The light is going out on the incandescent bulb.
Wednesday marked the beginning of the federal government’s phase-out of traditional, energy-hogging 40- and 60-watt glass bulbs. As of Jan. 1, it is illegal to manufacture them in the United States or import them.
But you can still buy incandescent bulbs while store inventories last.
So some customers are stocking up, said Todd Ciavardini, assistant manager at the Lowe’s on Iverson Way in Charlotte, N.C. “We will be selling them until our distribution centers run out,” Ciavardini said. “Once they’re gone that’s it.”
He said some consumers don’t like the more energy-efficient bulbs because they cost more, including the LED (light-emitting diode), CFL (compact fluorescent) and halogen incandescent bulbs. But experts say the newer bulbs will save consumers over time because they use so much less energy than the 134-year-old incandescent bulb first marketed by Thomas Edison.
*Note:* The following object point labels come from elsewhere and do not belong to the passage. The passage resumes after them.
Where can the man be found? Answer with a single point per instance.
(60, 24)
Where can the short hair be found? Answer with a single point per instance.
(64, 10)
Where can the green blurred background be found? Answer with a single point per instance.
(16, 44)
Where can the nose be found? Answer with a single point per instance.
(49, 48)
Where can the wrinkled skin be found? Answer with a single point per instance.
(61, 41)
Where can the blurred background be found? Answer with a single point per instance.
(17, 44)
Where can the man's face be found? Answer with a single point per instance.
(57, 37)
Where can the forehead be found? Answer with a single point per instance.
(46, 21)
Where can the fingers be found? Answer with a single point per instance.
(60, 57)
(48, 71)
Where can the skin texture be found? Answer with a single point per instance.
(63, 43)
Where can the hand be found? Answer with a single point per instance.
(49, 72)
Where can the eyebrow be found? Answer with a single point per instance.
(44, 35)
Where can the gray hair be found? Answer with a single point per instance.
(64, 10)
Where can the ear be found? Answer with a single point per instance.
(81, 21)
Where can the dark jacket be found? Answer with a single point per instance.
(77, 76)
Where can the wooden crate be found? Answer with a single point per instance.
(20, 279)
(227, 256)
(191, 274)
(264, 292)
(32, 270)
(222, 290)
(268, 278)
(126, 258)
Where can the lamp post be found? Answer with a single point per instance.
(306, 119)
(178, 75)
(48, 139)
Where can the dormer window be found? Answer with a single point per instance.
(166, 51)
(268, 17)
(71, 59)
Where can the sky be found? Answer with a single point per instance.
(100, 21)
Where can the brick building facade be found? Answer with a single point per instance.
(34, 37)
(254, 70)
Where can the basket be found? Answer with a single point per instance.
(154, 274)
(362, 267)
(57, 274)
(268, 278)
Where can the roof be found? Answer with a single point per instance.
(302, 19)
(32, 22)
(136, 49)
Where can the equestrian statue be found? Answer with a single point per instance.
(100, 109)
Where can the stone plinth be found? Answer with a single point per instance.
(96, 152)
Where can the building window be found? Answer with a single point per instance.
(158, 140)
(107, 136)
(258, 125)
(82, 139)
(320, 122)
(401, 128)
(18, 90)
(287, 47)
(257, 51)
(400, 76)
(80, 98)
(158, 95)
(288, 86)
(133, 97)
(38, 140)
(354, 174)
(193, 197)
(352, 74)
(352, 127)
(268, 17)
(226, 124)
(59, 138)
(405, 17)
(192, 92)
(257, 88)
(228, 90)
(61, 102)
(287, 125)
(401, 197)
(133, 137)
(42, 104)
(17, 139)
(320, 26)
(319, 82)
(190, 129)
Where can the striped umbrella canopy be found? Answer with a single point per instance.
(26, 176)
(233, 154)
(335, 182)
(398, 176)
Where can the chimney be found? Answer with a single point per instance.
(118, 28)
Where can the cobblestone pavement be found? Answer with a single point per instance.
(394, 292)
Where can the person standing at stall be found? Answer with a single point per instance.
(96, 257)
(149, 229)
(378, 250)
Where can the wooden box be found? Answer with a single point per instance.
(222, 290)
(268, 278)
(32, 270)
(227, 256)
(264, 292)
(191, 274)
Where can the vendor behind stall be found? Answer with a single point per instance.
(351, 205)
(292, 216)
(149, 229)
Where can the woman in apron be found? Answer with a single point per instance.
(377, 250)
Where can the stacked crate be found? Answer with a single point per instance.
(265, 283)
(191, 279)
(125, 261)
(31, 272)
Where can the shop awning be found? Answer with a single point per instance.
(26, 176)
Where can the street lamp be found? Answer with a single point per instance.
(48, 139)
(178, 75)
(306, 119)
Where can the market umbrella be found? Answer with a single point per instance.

Of the three new styles, the CFLs are typically the least expensive. But Ciavardini said customers complain that the light they give off is “industrial or too yellow.” Because they contain small amounts of mercury, retailers such as Lowe’s and Home Depot will recycle used CFLs.
The change in lighting was mandated by a law President George Bush signed in 2007, designed to reduce energy use and greenhouse gas emissions. Over the past two years, 75- and 100-watt incandescent bulbs were phased out -- Lowes no longer has any to sell, Ciavardini said.
Only special types of incandescent bulbs -- such as 3-way bulbs -- can still be marketed.